Discrete-code substrates (Semantic IDs, BPE tokens, audio codes) have an evaluation gap: downstream task metrics (recall@k, add-to-cart rate, perplexity) measure end-to-end performance but mask systematic quality problems in the code substrate itself. A codebook can be producing bad codes that the consuming model partially compensates for, hiding the substrate quality issue until some downstream change exposes it.

The Instacart post is explicit:

"Evaluate codes directly. Downstream metrics can mask systematic quality problems. Intrinsic evaluation catches issues before they compound."
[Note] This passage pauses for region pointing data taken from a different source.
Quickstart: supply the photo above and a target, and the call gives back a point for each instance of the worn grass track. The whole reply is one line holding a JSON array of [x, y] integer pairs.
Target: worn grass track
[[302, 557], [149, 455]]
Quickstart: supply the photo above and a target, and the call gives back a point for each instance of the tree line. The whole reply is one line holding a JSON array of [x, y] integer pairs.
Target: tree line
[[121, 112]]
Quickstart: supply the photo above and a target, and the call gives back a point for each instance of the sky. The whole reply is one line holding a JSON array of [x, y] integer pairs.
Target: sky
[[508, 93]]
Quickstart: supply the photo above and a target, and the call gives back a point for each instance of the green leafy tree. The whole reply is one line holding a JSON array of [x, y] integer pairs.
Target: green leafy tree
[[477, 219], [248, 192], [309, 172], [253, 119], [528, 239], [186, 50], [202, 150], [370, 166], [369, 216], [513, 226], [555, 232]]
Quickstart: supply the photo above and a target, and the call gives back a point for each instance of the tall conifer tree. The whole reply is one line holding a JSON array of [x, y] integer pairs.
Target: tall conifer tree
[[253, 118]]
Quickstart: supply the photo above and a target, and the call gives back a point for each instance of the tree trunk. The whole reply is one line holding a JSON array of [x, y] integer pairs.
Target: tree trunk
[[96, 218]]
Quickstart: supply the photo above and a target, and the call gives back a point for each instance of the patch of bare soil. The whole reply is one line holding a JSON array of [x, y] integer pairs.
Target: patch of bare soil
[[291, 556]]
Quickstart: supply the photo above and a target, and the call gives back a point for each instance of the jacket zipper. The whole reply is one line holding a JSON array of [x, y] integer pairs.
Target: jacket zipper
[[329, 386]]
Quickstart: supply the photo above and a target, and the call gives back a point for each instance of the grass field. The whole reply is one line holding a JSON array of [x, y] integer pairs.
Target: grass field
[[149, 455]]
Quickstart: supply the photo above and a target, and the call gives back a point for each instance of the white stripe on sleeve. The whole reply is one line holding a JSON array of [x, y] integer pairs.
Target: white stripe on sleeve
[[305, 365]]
Similarity-depth correlation catches a specific class of failure: the codebook losing the embedding-space neighborhood structure during quantization (e.g. due to dead codewords, codebook collapse, or insufficient capacity).

Failure mode it surfaces

The Instacart post documents two divergent-code failure cases that intrinsic evaluation surfaced:

Pair Cosine sim Shared prefix
Two Riesling wines (0_19_52_63 vs 0_31_52_88) 0.86 L1 only (mismatched at L2)
Team t-shirt vs generic team apparel (1_19_21_20 vs 1_7_41_59) 0.95 L1 only

In both cases the products had very high embedding similarity but diverged early in the codebook hierarchy. Root cause for both: sparse text inputs (one had detailed descriptions, the other only four words); the upstream embedding placed them near each other but the codebook quantization split them. Quote:

"sparse or inconsistent text leads to degraded embeddings, which lead to divergent codes."

The metric does not directly point at the root cause, but the divergent pairs surface as outliers in the correlation distribution — a starting point for human investigation.

Relationship to other metrics

Intrinsic codebook evaluation has at least three distinct flavors; similarity-depth correlation is one. The Instacart post discloses all three running in their evaluation suite:

  • Similarity-depth correlation (this concept) — quantitative faithfulness of the hierarchy to the upstream embedding.
  • LLM-based cluster evaluation — qualitative scoring of leaf groups on functional coherence + purchase likelihood + customer journey relevance.
  • Taxonomy alignment — whether products sharing L1 share a top-level category (and the disagreements are studied as potential catalog audit signals via concepts/code-vs-label-mismatch-as-catalog-audit).

The three are complementary: one measures hierarchy faithfulness, one measures business semantics, one measures catalog-tree alignment. Together they form the intrinsic evaluation of discrete codes pattern.

Caveats

  • Sampling methodology is critical. Pair sampling skewed toward popular categories will give different correlations than balanced sampling. The post does not disclose the sampling protocol.
  • Spearman vs Pearson choice. Spearman is rank-based and robust to non-linear relationships, which fits the discrete-prefix-depth output (a step function). Pearson would be sensitive to the step-function shape.
  • Interpretation of 0.69–0.84. The post asserts these values "confirm the semantic id hierarchy captures meaningful structure" but doesn't supply baselines (random codebook? VQ-VAE baseline? prior Instacart system?).
  • Intrinsic ≠ downstream. A high similarity-depth correlation doesn't guarantee good downstream retrieval performance — it just rules out one class of substrate failure.
  • Doesn't catch label-vs-code disagreement. If the upstream embedding already encodes a wrong taxonomy (e.g. sparse text → bad placement), similarity-depth correlation can be high while the codes are still functionally wrong. Cluster-LLM-eval and taxonomy-alignment cover that gap.

Seen in

  • sources/2026-06-02-instacart-semantic-ids-product-understanding-at-scale — first canonical wiki disclosure: Spearman 0.69–0.84 between embedding cosine similarity and shared SID levels for Instacart's production RQ-VAE codebooks; ≥0.9-cosine pairs share L1 at 98–99% declining to 18–37% at L4; surfaced two divergent-code failure cases (Riesling, team apparel) with sparse-text root cause.